Samuel Chell | Kenosha,, WI United States | 10/28/2006
(5 out of 5 stars)
"I never realized it at the time, but the Blakey "At the Cafe Bohemia" sessions have proven to be one of those life-long companionships that simply never grow old. They become a part of you, playing themselves out in your memory every day but constantly challenging you to return to them for a reality check. Are they really that good?
Possibly even better. The albums I once thought I preferred--the "Moanin'" album, the Blakeys with Clifford or Lee Morgan at Birdland, the original Horace Silver and the Jazz Messengers session--all sit proudly on my shelf, seminal sides that are practically iconic in their representation of a whole era and style of jazz. But they don't get played much.
The Bohemia sessions, on the other hand, remain eternally hip because they never try to be. The genial hosting of Blakey ("Take your shoes off, folks, and make yourself comfortable. We're about to have a little cookin' session for Blue Note"); the ceaselessly fertile melodic imagination of Mobley, immediately responsive to each of Blakey's rhythmic cues and set-ups; the unadorned sound and pure substance of Kenny Dorham's trumpet with its disdain for anything played for flash or show (Blakey even bringing down his dynamics to accommodate his "uncrowned trumpet king") ; the superior strengths of Silver as a "side man" rather than an overly directive composer-leader forcing the groove; the time and sound of Watkins' bass, so integral with the ensemble as to be no more noticeable yet no less critical than your own heartbeat--it all adds up to a moment in time I'd even trade for the one I spent in Birdland one night when Coltrane was playing opposite the quartet of Terry Gibbs and Alice McCleod. Even the prospect of catching Bird or Lady Day live doesn't excite me as much as the opportunity to hear Hank Mobley playing alongside Kenny Dorham or Miles Davis. (Actually, I once did catch Hank live, but it was far too late.)
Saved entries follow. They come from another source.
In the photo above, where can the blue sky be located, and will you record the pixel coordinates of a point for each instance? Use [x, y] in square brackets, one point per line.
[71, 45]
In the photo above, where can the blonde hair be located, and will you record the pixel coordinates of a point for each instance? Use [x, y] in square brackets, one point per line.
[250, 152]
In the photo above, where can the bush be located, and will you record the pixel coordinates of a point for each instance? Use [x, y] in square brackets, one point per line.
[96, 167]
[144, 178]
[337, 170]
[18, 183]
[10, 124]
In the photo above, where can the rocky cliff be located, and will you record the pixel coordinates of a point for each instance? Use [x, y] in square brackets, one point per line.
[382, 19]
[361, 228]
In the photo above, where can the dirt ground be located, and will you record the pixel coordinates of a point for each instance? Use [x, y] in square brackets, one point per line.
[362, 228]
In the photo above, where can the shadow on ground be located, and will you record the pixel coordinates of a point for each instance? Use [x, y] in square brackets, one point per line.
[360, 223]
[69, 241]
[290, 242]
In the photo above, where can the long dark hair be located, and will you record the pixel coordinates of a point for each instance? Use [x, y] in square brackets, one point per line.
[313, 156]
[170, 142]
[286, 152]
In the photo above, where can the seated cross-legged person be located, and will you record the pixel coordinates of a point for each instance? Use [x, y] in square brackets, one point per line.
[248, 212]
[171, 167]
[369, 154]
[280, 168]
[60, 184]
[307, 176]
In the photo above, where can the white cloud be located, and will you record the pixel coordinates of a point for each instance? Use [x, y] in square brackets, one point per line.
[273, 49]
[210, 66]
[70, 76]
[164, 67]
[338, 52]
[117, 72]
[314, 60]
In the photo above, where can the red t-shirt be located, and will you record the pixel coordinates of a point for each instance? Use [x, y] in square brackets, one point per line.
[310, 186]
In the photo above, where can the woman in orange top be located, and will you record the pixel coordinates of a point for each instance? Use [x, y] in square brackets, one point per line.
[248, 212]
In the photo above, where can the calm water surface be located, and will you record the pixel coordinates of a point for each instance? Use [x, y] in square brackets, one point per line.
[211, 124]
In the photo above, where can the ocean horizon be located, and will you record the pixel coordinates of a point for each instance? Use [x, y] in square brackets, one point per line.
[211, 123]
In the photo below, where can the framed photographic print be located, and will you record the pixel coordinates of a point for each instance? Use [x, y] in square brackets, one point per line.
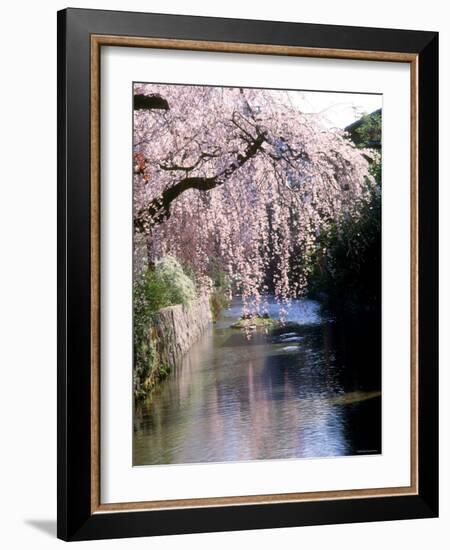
[247, 252]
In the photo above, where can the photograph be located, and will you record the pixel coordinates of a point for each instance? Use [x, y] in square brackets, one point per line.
[257, 222]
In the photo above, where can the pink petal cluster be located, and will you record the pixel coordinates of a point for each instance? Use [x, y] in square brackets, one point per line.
[241, 177]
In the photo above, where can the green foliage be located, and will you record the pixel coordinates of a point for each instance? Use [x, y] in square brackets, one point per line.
[347, 262]
[346, 266]
[368, 132]
[164, 285]
[221, 290]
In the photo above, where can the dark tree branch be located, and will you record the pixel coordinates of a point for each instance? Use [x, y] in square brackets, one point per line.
[159, 209]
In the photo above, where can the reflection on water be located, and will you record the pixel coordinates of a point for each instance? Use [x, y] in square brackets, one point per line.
[310, 391]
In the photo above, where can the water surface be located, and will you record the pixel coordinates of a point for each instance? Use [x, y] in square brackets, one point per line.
[310, 390]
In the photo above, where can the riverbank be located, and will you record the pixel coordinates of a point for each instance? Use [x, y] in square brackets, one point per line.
[309, 388]
[170, 334]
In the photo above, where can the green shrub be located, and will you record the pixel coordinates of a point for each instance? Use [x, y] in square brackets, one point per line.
[164, 285]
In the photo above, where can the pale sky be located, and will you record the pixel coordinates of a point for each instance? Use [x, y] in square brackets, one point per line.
[338, 109]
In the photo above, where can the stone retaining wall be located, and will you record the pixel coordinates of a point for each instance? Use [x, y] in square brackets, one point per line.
[178, 327]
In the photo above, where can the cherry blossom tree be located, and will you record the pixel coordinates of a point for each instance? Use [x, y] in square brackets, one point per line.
[241, 177]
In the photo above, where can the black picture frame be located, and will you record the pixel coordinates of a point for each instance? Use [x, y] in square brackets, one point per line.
[76, 521]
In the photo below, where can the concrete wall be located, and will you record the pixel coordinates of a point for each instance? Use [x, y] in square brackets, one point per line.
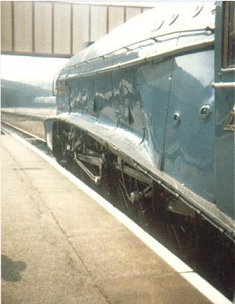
[57, 28]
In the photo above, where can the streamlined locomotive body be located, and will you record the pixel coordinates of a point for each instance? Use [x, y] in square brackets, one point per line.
[147, 113]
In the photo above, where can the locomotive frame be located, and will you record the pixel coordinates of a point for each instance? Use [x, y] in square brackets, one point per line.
[141, 117]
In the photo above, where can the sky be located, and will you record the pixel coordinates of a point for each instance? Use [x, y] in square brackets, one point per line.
[31, 70]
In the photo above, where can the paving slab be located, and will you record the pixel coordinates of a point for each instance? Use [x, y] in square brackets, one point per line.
[60, 246]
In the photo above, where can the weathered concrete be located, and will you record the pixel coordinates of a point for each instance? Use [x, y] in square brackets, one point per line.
[59, 246]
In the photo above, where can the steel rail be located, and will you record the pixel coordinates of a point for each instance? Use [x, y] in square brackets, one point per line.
[33, 136]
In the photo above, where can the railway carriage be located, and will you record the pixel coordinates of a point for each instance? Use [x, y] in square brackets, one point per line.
[147, 113]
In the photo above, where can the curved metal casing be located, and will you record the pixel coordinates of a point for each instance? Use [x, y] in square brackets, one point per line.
[145, 90]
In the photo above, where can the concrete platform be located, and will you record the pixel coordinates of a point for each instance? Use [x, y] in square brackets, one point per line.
[60, 247]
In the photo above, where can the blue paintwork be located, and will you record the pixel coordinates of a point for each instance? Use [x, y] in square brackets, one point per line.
[161, 111]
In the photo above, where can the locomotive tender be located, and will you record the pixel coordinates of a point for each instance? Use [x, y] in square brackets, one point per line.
[148, 111]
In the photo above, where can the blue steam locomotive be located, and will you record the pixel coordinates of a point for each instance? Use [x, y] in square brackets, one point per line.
[147, 113]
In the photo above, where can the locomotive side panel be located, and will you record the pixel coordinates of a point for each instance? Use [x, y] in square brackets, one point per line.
[190, 147]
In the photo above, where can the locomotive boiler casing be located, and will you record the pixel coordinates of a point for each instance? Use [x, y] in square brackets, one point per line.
[144, 92]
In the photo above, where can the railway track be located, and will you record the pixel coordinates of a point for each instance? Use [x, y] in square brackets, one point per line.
[207, 260]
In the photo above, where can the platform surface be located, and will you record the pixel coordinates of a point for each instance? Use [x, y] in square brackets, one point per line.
[60, 247]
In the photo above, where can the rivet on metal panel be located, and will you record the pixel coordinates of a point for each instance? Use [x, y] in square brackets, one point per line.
[204, 111]
[177, 117]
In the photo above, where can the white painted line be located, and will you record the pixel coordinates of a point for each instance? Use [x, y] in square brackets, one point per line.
[179, 266]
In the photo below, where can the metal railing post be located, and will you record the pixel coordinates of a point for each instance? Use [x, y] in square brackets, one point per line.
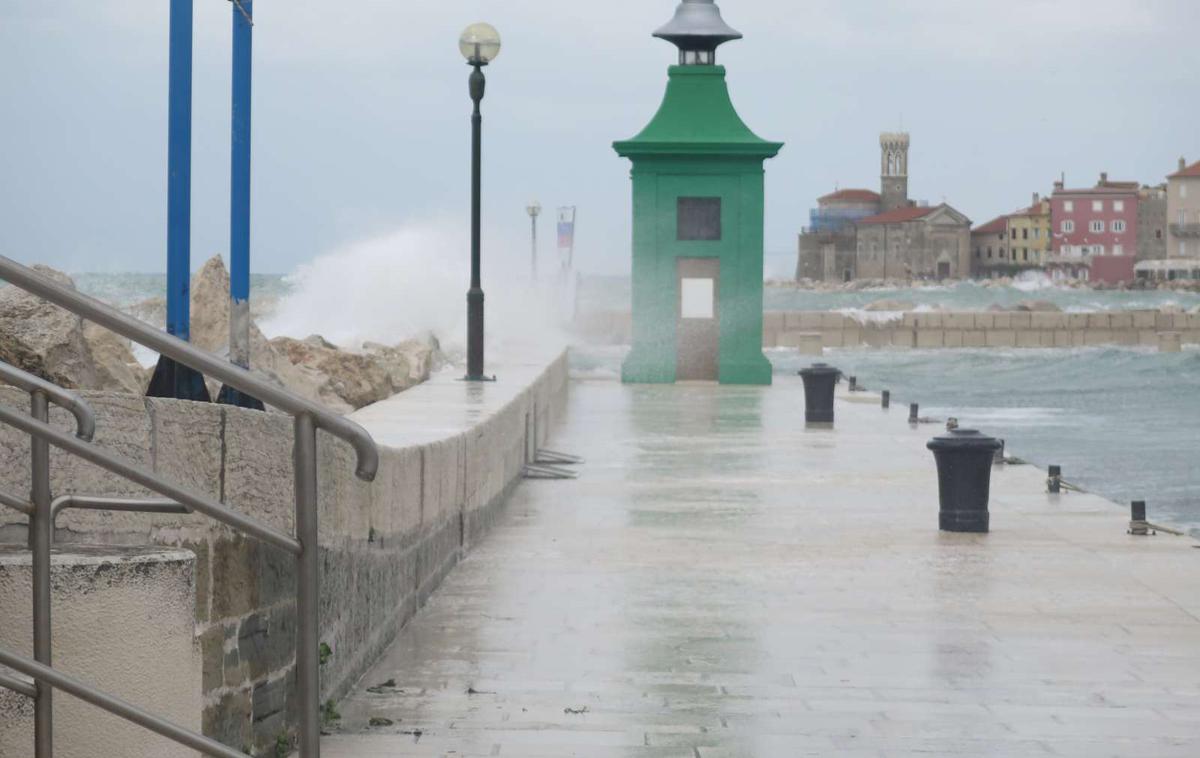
[41, 525]
[307, 585]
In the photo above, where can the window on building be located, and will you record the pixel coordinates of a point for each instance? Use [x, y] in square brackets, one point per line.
[699, 218]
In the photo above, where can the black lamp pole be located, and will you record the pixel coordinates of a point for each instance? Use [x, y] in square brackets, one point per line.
[475, 294]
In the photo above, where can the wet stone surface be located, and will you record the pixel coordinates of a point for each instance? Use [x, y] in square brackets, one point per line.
[724, 582]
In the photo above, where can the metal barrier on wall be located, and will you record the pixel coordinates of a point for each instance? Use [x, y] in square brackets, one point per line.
[42, 507]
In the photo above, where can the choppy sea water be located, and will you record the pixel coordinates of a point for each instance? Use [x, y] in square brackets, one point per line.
[127, 289]
[613, 293]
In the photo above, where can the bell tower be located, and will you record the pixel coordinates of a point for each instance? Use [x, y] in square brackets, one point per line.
[894, 170]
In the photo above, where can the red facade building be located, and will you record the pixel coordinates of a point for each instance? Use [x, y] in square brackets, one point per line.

If this one goes out of print, we're in deep trouble."
The REST of the Bohemia date
Bomojaz | South Central PA, USA | 03/20/2005
(4 out of 5 stars)
"This is Volume 2 of the Messengers at the Cafe Bohemia on Nov. 23, 1955. It's just a tad below Volume 1 in quality, but there are plenty of things here to admire and enjoy. "Hank's symphony" is an up-tempo swinger written by Mobley, and "Sportin' crowd" is another Mobley tune, a blues that really cooks. "I waited for you" drags just a bit, but this is an important Blakey CD set (Volume 1 & 2) in the Messengers discography."
Billie Jean | Greece | 10/14/2008
(5 out of 5 stars)
"I was absolutely thrilled with the music, it is superb, very easy listening, takes you away, makes you dream!!"